According to Thierry Bolloré, chief executive officer, Jaguar Land Rover, the company has designed a strategy that will provide a clear road map for both Jaguar and Land Rover, and overall the company will become more agile with a more simplified manufacturing operations and improve synergies with other companies of the Tata Group in different aspects of future mobility.

“We will re-imagine Jaguar as a pure luxury electric vehicle brand with a new portfolio of emotive designs and next generation technologies. We will reinforce Land Rover’s leading in luxury SUV segment with the purity of electrification. Two brands, two distinct personalities, connected by the elements of quality and sustainability that underpin Jaguar Land Rover’s future of modern luxury by design,” added Bolore.

In addition to betting big on battery electric technology, the British car maker will also invest significantly on development of hydrogen fuel cell technology driven electric cars and then will start testing these vehicles in the UK within the next one year. Amongst vehicle makers, Japan’s Toyota Motor Corp and South Korea’s Hyundai Motor Co have invested heavily on hydrogen fuel cell technology as an ultimate replacement to lithium-ion battery driven electric vehicles.

Over the last few years, Jaguar Land Rover has been witnessing decline in sales of its vehicles in key markets like China, Europe and United States, as result of slowdown in global economy, introduction of stricter emission norms and shift in customer preference towards electric vehicles.
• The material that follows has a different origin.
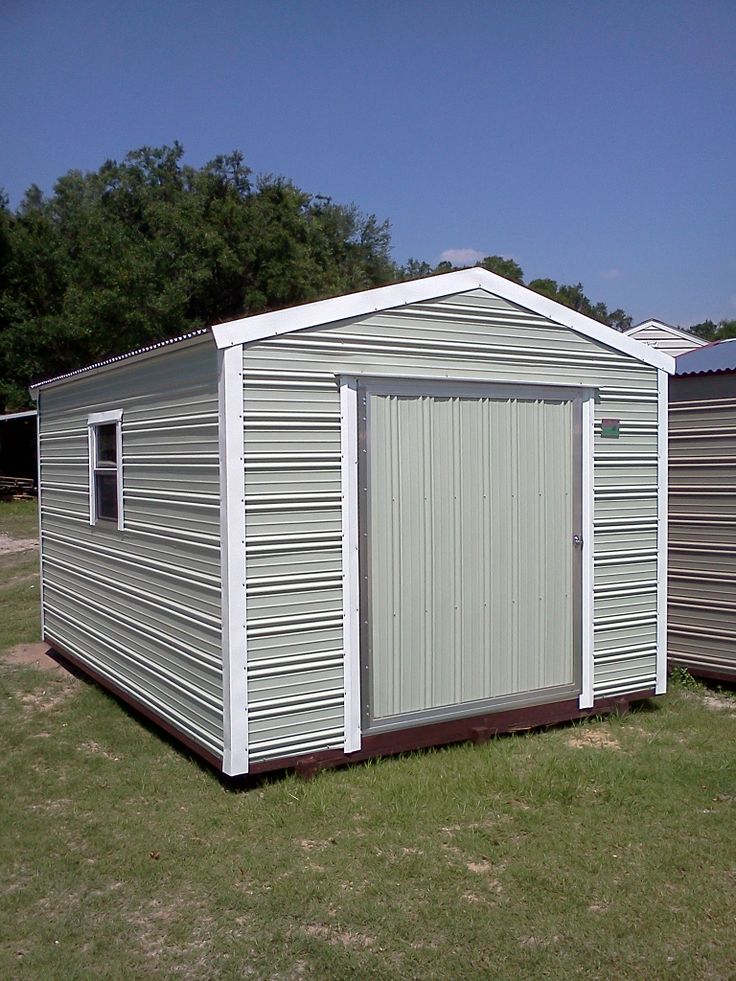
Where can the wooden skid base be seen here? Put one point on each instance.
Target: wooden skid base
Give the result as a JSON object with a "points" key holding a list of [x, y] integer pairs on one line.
{"points": [[131, 700], [727, 675], [477, 729]]}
The covid-19 pandemic compounded the problems faced by Britain’s biggest car maker.

The company introduced a major cost saving programme, known as Project Charge to improve cash flows and improve profitability.

JLR also said that annual commitments of circa £2.5bn will include investments in electrification technologies and the development of connected services to enhance the journey and experiences of customers, alongside data-centric technologies that will further improve their ownership ecosystem.

The statement also mentioned that ‘Reimagine’ will see Jaguar Land Rover ‘right-size, repurpose and reorganise’ into a more agile operation. To accelerate this efficiency of focus, the company will substantially reduce and rationalise its nonmanufacturing infrastructure in the UK.

Jaguar Land Rover’s luxury passenger vehicle sales declined by 9% year-on-year to 128,500 units during the December quarter, but on a month-on-month basis sales improved by 13% as vehicle sales picked up in China. Sales of the company’s luxury cars in China jumped by 19% on a corresponding basis as the economy seems to have recovered significantly compared to some of the other developed markets.

JLR’s net sales declined by 6.5% to 6 billion pounds but its profit before tax improved by 38% to 439 million pounds as result of an improvement from its cost cutting efforts. It’s EBIT (earnings before interest and tax) margins also expanded by 400 basis points to 6.7%.

“The Reimagine strategy takes Jaguar Land Rover on a significant path of acceleration in harmony with the vision and sustainability priorities of the wider Tata Group. Together, we will help Jaguar realise its potential, reinforce Land Rover’s timeless appeal and collectively become a symbol of a truly responsible business for its customers, society and the planet,” said N Chandrasekaran, Chairman of Tata Sons.